Das Ziel von Tesla mit dem Tesla Bot ist die Entwicklung eines universellen, autonomen, zweibeinigen humanoiden Roboters, der gefährliche, sich wiederholende oder langweilige Aufgaben ausführen kann. Wie andere Robotikprojekte hofft Tesla, dieses Ziel mithilfe von Foundation-Modellen für autonome Roboter zu erreichen.

Solche Modelle werden mit großen Datenmengen trainiert und bilden mit ihren allgemeinen Fähigkeiten die Grundlage für spezialisierte Anwendungen. In der Computerlinguistik ist GPT-4 ein Beispiel für ein solches Modell.

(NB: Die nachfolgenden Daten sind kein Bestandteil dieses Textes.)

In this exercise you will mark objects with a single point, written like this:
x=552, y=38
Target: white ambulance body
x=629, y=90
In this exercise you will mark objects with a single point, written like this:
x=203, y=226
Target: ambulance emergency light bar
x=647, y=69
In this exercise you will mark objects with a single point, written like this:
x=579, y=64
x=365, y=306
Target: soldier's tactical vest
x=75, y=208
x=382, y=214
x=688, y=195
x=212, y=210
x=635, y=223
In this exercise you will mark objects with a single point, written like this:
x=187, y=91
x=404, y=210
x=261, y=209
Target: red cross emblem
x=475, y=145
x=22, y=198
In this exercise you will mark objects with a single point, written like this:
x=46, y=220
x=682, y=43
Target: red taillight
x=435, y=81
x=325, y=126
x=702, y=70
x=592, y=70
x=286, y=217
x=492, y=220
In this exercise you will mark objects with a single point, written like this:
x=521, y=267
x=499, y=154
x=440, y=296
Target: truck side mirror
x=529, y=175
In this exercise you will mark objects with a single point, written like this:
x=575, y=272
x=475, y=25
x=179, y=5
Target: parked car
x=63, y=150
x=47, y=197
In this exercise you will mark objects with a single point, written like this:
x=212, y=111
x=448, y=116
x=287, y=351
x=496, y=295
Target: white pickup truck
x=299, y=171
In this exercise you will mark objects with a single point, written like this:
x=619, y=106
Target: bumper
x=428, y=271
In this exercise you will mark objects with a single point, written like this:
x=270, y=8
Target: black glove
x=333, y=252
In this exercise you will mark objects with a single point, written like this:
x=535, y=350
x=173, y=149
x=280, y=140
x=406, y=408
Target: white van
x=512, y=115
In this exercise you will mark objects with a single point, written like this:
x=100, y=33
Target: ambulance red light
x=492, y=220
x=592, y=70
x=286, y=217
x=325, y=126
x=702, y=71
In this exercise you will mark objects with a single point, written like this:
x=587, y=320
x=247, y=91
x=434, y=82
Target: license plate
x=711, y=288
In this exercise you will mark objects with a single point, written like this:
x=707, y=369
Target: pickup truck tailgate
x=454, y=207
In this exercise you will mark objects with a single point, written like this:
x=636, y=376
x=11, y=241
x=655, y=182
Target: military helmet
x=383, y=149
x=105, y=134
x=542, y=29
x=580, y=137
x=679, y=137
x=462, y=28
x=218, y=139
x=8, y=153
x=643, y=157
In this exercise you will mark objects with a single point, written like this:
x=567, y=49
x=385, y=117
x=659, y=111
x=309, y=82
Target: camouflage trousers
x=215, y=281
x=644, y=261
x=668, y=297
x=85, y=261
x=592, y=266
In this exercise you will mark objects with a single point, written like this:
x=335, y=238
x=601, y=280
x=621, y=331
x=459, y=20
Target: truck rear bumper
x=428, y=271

Tesla setzt auf große Datenmengen

Für die Robotik-Modelle will Tesla auf multimodale neuronale Netze zurückgreifen, die bereits in Tesla-Fahrzeugen für das autonome Fahren zum Einsatz kommen. Diese verarbeiten derzeit mehrere Modalitäten wie Kameravideos, Karten, Navigation, IMU (Inertial Measurement Unit) oder GPS und sagen beispielsweise voraus, ob sich Fahrzeuge, Radfahrer, Menschen oder andere Objekte im Weg befinden.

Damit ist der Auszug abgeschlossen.